Tag: TVOD

  • How do viewers engage with OTT videos

    MUMBAI: Akamai Technologies, a cloud delivery platform, has released new research demonstrating how quality of video resolution and playback affects viewers’ engagement with and loyalty to over-the-top (OTT) video streaming services. Conveyed through advanced biometric measurement tools including facial coding and skin conductance, the findings underscore the importance of delivering consistent, high-quality video across any OTT business model.

    Akamai research measures viewers’ physical and emotional reactions to buffering and low-quality video; shows disengaged viewers in both free and subscription-based (SVoD & AVoD) models.

    According to the study conducted by third-party research firm Sensum, viewers disengage with emotive storylines and react negatively to low-quality streaming incidents like buffering regardless of the brand or interest in the content. The research shows negative emotions increase 16 per cent while engagement decreases nearly 20 per cent as a result of these poor experiences. The survey also demonstrates that 76 per cent of participants say they would stop using a service if issues such as buffering occurred several times.

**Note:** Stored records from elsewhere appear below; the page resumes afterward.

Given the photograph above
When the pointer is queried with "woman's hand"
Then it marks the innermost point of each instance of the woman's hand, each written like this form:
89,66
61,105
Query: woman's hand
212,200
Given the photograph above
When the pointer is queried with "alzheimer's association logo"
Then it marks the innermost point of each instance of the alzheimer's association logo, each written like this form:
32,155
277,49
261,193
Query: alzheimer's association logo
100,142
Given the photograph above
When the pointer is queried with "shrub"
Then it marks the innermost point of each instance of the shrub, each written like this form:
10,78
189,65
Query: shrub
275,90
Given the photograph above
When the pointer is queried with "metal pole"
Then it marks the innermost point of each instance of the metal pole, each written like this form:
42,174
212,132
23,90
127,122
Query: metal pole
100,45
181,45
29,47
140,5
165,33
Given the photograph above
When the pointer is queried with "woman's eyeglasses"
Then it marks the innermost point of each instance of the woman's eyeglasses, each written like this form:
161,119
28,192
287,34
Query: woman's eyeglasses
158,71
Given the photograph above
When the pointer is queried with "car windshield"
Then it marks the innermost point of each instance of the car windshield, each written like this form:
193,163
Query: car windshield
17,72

    “This unique research shows there is no place for low-quality video in any streaming business model,” said Akamai director of product marketing, media solutions, Ian Munford.

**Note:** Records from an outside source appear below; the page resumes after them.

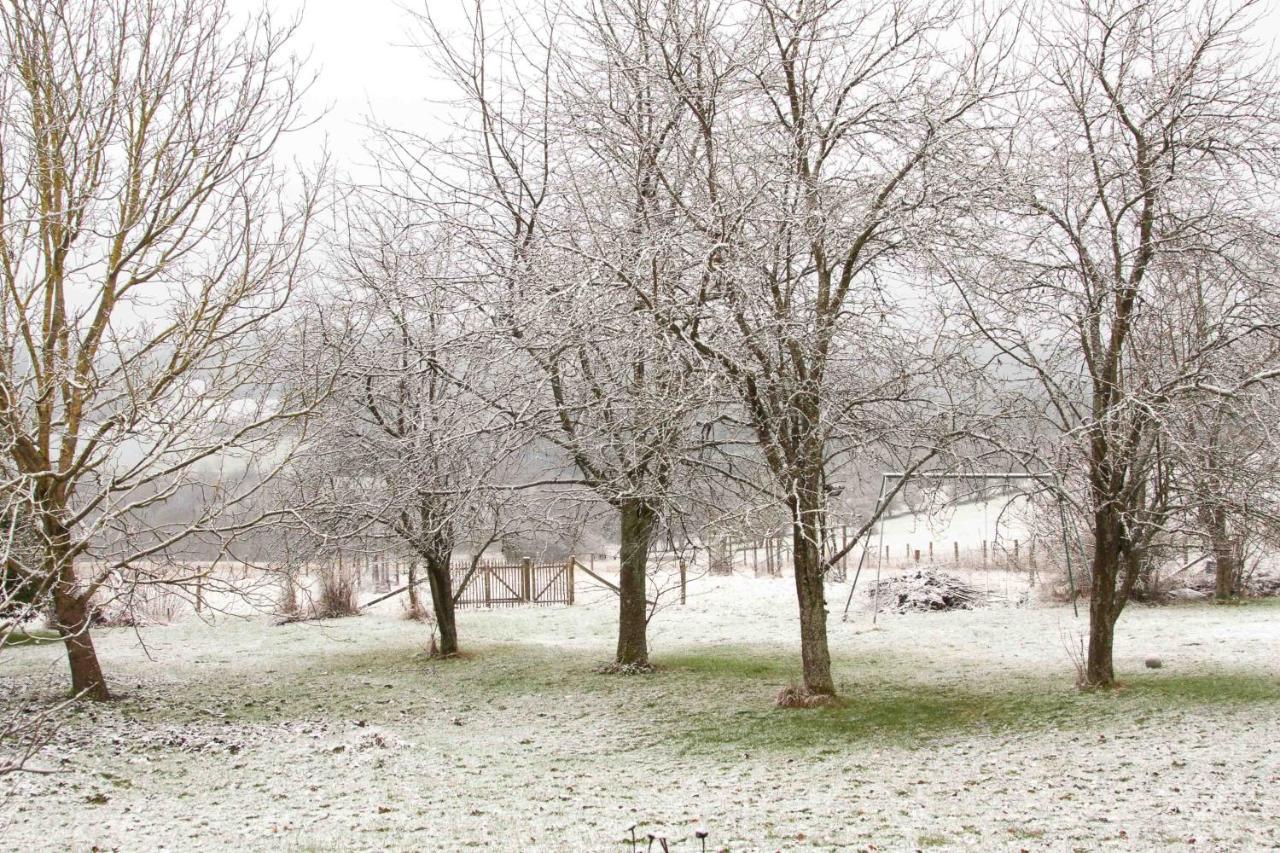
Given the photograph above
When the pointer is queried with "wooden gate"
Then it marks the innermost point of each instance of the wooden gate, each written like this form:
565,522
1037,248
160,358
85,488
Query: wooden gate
511,584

    “The premium online video market is extremely competitive; the battle for revenue share is intense and subscriber acquisition costs are increasing, making differentiators like quality of experience more important than ever. Service providers cannot take risks with streaming experiences that are compromised by low resolution or buffering. They must provide consistent, high-quality experiences to help retain subscribers and reduce acquisition costs.”

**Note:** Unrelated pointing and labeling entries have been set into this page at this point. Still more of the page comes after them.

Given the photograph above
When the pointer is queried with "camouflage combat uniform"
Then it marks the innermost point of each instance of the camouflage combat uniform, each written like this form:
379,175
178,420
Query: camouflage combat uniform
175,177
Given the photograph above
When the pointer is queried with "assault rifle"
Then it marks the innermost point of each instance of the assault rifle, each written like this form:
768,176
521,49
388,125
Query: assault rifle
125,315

    The research also found:

    Subscription video-on-demand (SVoD) brands lose the most engagement due to buffering while transactional video-on-demand (TVoD) models suffer the most negative impact to brand loyalty if delivering low-quality experiences.
    High-resolution video content with emotive storylines improve viewer engagement by more than 10 per cent

    When buffering begins:
    Happiness drops 14 per cent
    Negative emotions (disgust and sadness) increase by an average of eight per cent
    Viewers’ feeling of surprise increases 27 per cent
    Attention drops by three per cent and focus decreases by eight per cent

    The study, one of the most comprehensive of its nature ever conducted, used a variety of testing procedures including sensory, implicit and explicit responses from more than 1,200 participants. All tests carried out adhered to the Video Quality Experts Group (VQEG) standards to ensure results could not be contaminated. Akamai also created fictitious brands to remove any previous emotional association with the business models and used the same content across all the brands to nullify the impact of content type on the respondents.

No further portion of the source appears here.